Secondly, Kornett adds, Hershey is smaller than Geisinger. "Hershey is losing money (if you include the dean's tax), whereas Geisinger is making money. Those are two reasons right off the bat, from a financial perspective, that Geisinger is going to be a better credit."
Geisinger alone earned $91.4 million in 1997. In 1998 the merged organization made $12.5 million, and in 1999 it lost $6.6 million. "When you go from making $90 million to breaking even in two years, that wasn't acceptable to the Geisinger people," Kornett says.
Lifetime commitment. What makes a system work? A no-exit strategy from the get-go, answers Richard Brown, president and CEO of Health Midwest, a 16-hospital system based in Kansas City, Mo. From the initial hospital combination in 1991, Health Midwest was designed not to be taken apart.
"We made irreversibility a foundation," Brown says. "If you have doubts whether this is the right step to take, neither we nor you should go through with it. We're committing ourselves to be together in a healthcare organization that will serve the city, not to preserve intact the status quo of any individual institution."
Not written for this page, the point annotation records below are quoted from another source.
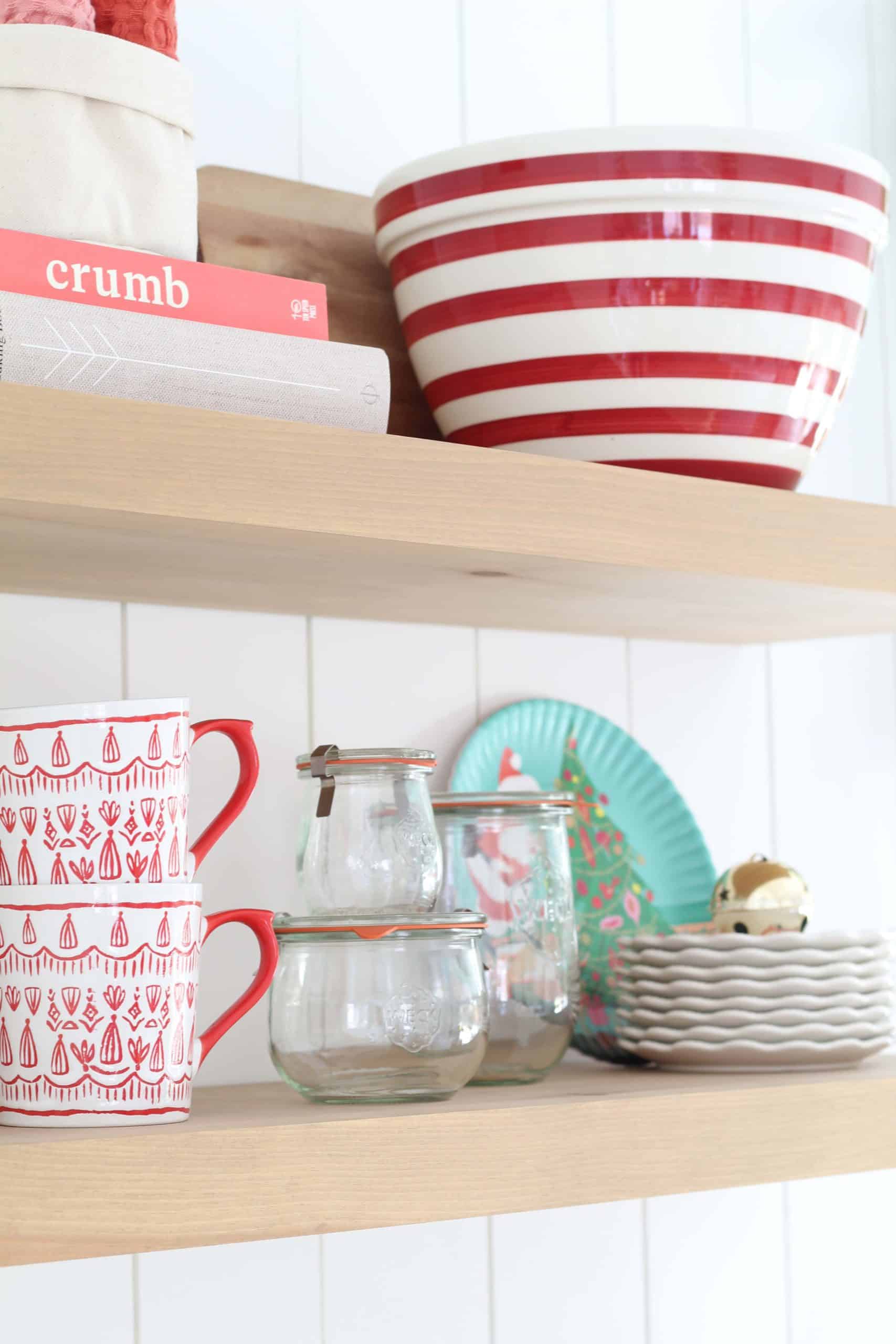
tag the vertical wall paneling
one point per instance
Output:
(530, 66)
(246, 76)
(340, 93)
(703, 711)
(842, 1253)
(58, 651)
(882, 45)
(679, 64)
(583, 668)
(236, 666)
(716, 1268)
(381, 683)
(381, 85)
(825, 96)
(400, 1285)
(568, 1275)
(835, 745)
(261, 1290)
(77, 1301)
That philosophy has served the system well. None of its constituent hospitals has attempted to bolt, and certain others that might have merged decided to remain independent and instead participate in joint ventures and managed-care contracting.
Health Midwest's "sole member" structure gives the system board authority to appoint the boards of all subsidiary organizations. If the subsidiary board wanted to secede from the system, the parent would terminate that board and appoint a new one.
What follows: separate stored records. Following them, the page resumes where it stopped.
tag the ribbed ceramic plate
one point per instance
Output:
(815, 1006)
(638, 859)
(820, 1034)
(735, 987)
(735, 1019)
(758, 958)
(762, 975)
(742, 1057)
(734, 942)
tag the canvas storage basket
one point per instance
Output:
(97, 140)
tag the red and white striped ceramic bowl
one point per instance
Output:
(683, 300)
"That's the nuclear weapon you never want to fire," Brown says. "Management has an accountability to identify stress points. We have to listen carefully for folks who don't like what we're doing, and point out compromises and strengths."
Last year, the system faced the test of closing down a redundant hospital, Park Lane Medical Center in Kansas City, Mo. The system transferred Park Lane's employees and retained the patient base at other system hospitals.
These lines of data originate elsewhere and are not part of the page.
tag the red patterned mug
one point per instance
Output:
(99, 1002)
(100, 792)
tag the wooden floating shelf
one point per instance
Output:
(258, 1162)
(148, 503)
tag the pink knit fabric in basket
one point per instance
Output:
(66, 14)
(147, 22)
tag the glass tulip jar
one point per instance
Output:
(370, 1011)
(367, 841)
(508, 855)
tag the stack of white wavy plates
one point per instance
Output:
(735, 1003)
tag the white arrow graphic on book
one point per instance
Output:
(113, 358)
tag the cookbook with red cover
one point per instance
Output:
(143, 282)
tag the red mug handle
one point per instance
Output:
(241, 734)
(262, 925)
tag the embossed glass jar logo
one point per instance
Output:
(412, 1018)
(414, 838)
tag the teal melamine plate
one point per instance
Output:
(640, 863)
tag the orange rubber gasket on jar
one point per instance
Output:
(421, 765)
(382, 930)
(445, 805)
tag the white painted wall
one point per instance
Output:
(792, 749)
"We ended up with a board of directors we didn't need anymore, a legal entity we didn't need anymore and a building that was empty," Brown says. "It was hard for that board to recognize that there was no further need for that hospital. But they were out of cash. They couldn't sell themselves or extract themselves from our system."
Brown calls that the "fight or flight" instinct. Systems have to agree upfront that constituent hospitals won't try to take wing every time they lose on a difficult integration issue. "In many of the mergers, it appears they didn't close off the flight option," Brown notes.
Ironically, when systems divorce, sometimes the unlikeliest people decide they don't want a divorce after all. At Optima, the medical staff integration has survived the hospital system.
"Optima is about the most scrambled egg of all the examples," Elliot Hospital CEO Dean explains. "We have merged all our clinical functions. There is one hospital-based group for radiology, one for emergency medicine, one group for pathology. It became one organization with two operational sites."
In the midst of the cultural wars and an acrimonious divorce, the physicians voted to remain a single medical staff serving two separate hospitals. There is one executive committee, one chairman of each major department, one structure of committees.
In hospital system mergers, usually it's the doctors who refuse to get along.
What the New Hampshire doctors are saying, in Dean's view, is that "as a medical community, we have experienced the advantage of a system model and a cooperative model, and we don't want to give it up."
An object lesson for hospital administrators everywhere.